El sistema nervioso autónomo (SNA) es básicamente la mente que cuida que nos mantengamos con vida, su función es que sobrevivamos. Regula muchas de las funciones automáticas del cuerpo, como la respiración, la frecuencia cardíaca y la digestión. Se divide en dos ramas principales:

 

El sistema simpático: Se activa en situaciones de estrés o amenaza, preparándonos para "pelear o huir" (respuesta de lucha o huida). Cuando el sistema simpático se activa, el cuerpo libera adrenalina, acelerando el corazón y la respiración.

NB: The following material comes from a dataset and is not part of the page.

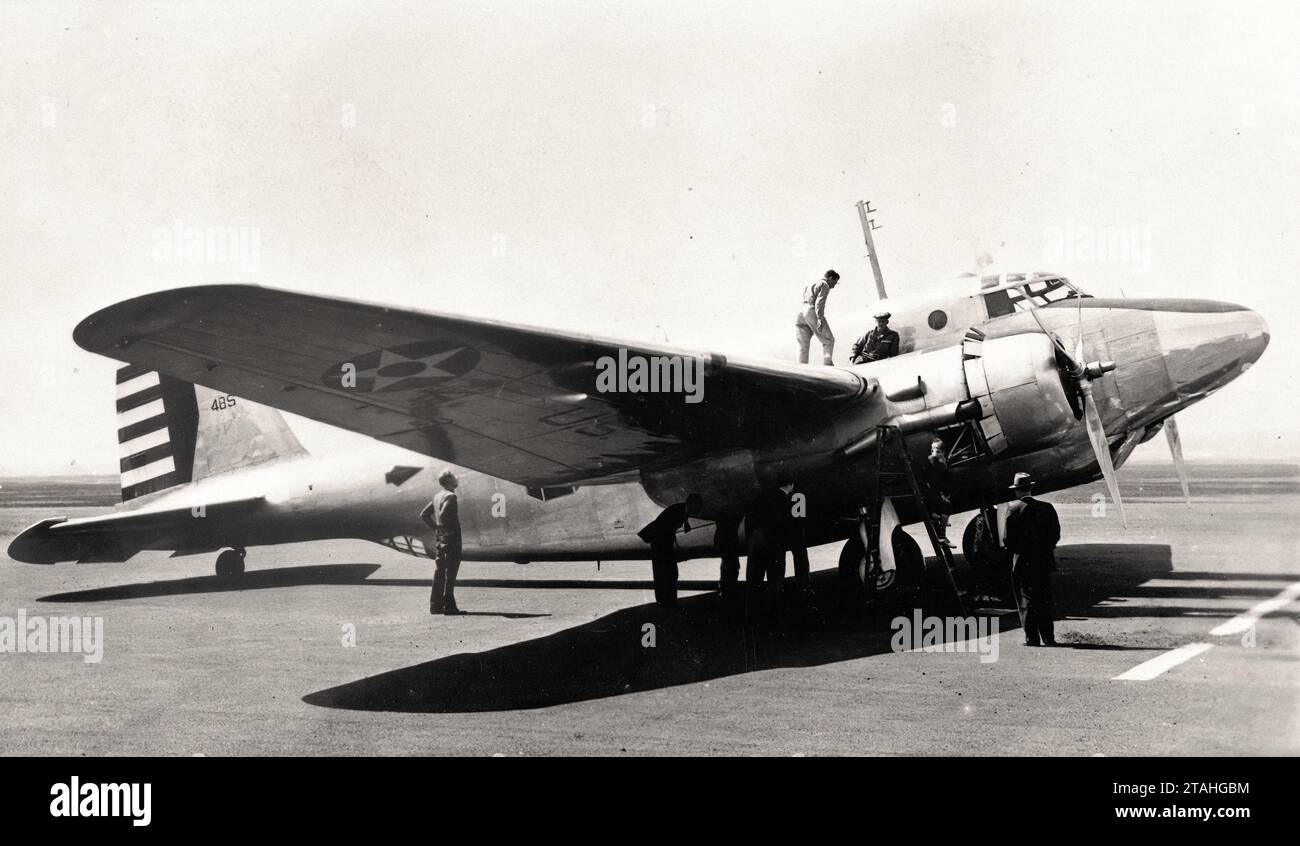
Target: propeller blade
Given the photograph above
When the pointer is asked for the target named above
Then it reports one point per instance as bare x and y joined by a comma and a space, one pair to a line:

El sistema parasimpático: Este sistema se activa en momentos de relajación y calma, permitiendo que el cuerpo se recupere y descanse. En situaciones de extrema amenaza, el sistema parasimpático puede entrar en modo de "congelación" (la respuesta de inmovilidad).

 

Hasta aquí todo va bien. El único foco de atención es que en tiempos modernos recibimos demasiados impulsos estresantes, nuestro sistema simpático está activo la mayoría del tiempo. Desde que despiertan, toman café, agarran el celular y ven noticias alarmantes, el tráfico intenso, la presión del trabajo, el conflicto con la pareja, la serie de Netflix con sobrecarga emocional o agresiva y la comida que no procesamos fácilmente. Esto lo puedes leer más a fondo en el libro de Robert Sapolsky ¿Por qué las cebras no tienen ulcera? La guía del estrés.

Todo esto genera mucho cortisol en el cuerpo y no logramos liberarlo, provocando mucho desequilibrio físico y energético en el cuerpo, manteniéndose en estado de alerta constante.

El Papel del Nervio Vago:

La teoría polivagal pone especial énfasis en el nervio vago, que es el nervio más largo del cuerpo y juega un papel fundamental en la regulación del sistema parasimpático. Este nervio es crucial en cómo respondemos al estrés, a la calma y a las relaciones interpersonales. Es un conducto vital entre el cerebro y muchos de nuestros órganos, incluyendo el corazón, los pulmones y el sistema digestivo.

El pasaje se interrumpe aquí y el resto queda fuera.